ERP to me means two things: a facilitated business process and visibility of management information. It drives me to distraction then, when I see so many companies working really hard to get their business process efficient; capturing all their key data, and then they don’t actually do anything with that data.
Reporting is hard work, it’s much easier to create the actual report than it is to truly understand the information presented by the report. Indeed it can feel like we prefer arguing over whose number is correct than actually settling down to the decision making process.
Fortunately SYSPRO has a variety of ways to improve visibility of the data it holds. Firstly, the screens can be customised: adding graphs, list views and even views of external databases or websites. This means that the information can be at the users fingertips rather than them having to run a report.
Secondly, Excel, really we all love spreadsheets!
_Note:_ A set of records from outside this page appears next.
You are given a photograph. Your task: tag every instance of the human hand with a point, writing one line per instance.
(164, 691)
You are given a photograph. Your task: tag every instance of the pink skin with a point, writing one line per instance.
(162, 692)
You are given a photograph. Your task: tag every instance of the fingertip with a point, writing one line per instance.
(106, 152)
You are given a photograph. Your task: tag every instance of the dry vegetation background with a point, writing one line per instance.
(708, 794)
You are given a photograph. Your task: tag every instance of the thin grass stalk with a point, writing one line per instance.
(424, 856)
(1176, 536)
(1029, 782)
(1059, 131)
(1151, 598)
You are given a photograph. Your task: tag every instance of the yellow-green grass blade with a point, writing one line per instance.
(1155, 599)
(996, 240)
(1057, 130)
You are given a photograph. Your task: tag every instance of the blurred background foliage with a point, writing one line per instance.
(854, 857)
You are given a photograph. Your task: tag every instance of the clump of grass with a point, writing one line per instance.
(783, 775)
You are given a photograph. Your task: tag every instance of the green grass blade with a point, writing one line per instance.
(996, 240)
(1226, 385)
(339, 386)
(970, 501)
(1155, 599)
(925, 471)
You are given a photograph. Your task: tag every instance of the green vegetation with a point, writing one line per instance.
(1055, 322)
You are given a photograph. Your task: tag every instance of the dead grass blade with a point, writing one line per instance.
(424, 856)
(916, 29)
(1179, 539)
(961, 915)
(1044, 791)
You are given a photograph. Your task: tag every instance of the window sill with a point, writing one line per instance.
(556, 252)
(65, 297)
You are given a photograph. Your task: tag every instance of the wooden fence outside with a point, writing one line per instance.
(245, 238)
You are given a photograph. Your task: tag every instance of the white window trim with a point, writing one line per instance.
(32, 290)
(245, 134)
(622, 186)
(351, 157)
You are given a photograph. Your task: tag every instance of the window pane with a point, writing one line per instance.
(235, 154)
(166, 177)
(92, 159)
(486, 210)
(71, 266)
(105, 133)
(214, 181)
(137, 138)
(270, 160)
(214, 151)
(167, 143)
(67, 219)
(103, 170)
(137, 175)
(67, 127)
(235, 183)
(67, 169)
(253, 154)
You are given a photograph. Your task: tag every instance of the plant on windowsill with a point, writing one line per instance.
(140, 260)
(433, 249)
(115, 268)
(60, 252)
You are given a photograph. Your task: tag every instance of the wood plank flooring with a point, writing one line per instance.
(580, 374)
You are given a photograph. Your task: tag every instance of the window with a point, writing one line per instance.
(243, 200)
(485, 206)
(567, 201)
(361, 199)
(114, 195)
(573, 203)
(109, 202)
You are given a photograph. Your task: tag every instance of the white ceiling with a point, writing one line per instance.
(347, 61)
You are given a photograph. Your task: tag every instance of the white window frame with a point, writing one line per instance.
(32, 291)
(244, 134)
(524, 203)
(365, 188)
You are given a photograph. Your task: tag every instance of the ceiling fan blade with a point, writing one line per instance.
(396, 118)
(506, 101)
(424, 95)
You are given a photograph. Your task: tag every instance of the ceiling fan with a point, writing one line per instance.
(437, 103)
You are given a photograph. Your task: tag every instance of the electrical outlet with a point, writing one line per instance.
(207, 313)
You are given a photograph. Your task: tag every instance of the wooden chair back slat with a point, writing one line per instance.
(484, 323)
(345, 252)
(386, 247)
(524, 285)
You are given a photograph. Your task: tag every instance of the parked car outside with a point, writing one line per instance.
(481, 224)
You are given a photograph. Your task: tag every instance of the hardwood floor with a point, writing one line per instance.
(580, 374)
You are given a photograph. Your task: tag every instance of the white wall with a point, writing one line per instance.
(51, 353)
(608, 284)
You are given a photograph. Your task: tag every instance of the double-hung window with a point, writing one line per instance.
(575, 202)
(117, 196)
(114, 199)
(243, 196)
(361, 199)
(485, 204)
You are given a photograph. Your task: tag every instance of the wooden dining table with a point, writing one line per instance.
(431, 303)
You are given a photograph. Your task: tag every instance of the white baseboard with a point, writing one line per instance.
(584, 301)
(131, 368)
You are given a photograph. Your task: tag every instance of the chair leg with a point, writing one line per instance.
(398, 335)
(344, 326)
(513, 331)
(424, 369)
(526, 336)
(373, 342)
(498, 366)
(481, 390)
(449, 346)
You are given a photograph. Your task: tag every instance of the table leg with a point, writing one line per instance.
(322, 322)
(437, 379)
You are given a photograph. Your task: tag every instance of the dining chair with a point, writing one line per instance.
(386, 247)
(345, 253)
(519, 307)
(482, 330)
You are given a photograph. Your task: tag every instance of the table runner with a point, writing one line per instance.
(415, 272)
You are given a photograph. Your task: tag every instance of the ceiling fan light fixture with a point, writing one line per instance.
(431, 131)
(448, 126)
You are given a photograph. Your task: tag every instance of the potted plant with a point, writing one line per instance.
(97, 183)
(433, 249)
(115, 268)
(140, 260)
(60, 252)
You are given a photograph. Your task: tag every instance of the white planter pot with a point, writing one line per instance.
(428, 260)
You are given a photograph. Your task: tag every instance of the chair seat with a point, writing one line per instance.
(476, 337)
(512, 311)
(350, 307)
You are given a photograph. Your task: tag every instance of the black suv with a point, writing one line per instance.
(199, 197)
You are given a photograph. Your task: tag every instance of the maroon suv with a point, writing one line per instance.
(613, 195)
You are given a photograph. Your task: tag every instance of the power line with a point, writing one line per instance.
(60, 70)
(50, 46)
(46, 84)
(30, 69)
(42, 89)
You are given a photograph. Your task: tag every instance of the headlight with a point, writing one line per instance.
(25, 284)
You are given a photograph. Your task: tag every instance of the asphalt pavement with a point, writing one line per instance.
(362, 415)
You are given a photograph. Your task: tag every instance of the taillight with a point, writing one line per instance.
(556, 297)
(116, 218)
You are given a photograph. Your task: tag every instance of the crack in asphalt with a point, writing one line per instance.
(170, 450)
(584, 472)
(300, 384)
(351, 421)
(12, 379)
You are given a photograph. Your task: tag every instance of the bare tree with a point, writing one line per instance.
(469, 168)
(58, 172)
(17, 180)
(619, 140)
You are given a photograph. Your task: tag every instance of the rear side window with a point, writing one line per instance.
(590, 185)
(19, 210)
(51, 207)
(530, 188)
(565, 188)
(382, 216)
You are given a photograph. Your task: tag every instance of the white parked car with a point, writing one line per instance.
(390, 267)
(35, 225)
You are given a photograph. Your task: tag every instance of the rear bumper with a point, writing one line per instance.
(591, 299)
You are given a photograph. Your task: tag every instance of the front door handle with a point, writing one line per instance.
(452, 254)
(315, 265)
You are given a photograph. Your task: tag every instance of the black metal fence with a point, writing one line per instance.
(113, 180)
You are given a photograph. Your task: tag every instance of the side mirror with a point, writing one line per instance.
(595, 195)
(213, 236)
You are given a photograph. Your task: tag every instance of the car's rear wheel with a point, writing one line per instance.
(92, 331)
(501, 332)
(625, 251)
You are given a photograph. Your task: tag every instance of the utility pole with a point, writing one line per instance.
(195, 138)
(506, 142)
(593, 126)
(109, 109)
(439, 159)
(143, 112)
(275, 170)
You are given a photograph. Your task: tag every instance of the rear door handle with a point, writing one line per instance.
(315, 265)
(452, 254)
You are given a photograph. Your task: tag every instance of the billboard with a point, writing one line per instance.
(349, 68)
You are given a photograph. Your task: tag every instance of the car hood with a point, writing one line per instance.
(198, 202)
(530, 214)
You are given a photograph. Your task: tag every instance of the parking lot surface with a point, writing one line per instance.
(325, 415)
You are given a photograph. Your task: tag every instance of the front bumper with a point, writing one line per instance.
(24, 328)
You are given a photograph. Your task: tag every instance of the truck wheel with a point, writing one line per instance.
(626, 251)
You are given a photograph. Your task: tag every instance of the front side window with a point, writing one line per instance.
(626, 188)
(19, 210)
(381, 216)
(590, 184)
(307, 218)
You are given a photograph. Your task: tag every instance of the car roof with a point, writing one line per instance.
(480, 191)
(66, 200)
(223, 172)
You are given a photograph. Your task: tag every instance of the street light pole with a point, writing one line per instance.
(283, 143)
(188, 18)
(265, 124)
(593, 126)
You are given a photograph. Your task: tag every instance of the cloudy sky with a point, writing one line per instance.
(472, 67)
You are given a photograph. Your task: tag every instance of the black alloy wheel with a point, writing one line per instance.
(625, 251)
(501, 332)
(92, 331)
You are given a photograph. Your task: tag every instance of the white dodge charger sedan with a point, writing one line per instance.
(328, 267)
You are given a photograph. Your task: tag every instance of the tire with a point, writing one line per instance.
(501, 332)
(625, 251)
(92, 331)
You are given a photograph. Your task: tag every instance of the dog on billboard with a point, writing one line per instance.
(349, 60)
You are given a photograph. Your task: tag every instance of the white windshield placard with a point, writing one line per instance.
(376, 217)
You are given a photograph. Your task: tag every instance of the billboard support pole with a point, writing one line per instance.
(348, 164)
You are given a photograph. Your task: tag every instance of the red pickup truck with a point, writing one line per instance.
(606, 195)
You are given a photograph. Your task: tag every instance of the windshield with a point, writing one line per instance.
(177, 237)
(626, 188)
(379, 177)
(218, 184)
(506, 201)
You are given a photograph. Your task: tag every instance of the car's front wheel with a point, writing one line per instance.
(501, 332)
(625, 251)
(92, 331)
From SYSPRO you can export lists directly into Excel, but you can also link Excel to SYSPRO, ideally through an SQL view so that performance is maintained. This enables you to use tools such as power pivot and charting in Excel quickly and easily, with no report writing skills required.
Utilities like the K3 Web Print Utility which work alongside SRS to give people access to SYSPRO data (via the necessary security) from a webpage, run reports in the background and carry on using SYSPRO or automatically fire off reports after completing a key process in SYSPRO.
That’s before you get started on the SYSPRO executive dashboards, or playing with tools such as QlikView.
There is no one solution that fits every situation and businesses all need a variety of information presentation styles to meet their reporting needs. It’s relatively easy to improve visibility of management information:
- Conduct an audit and decide who needs what information
- Then decide how best to present each piece of information for each person, e.g.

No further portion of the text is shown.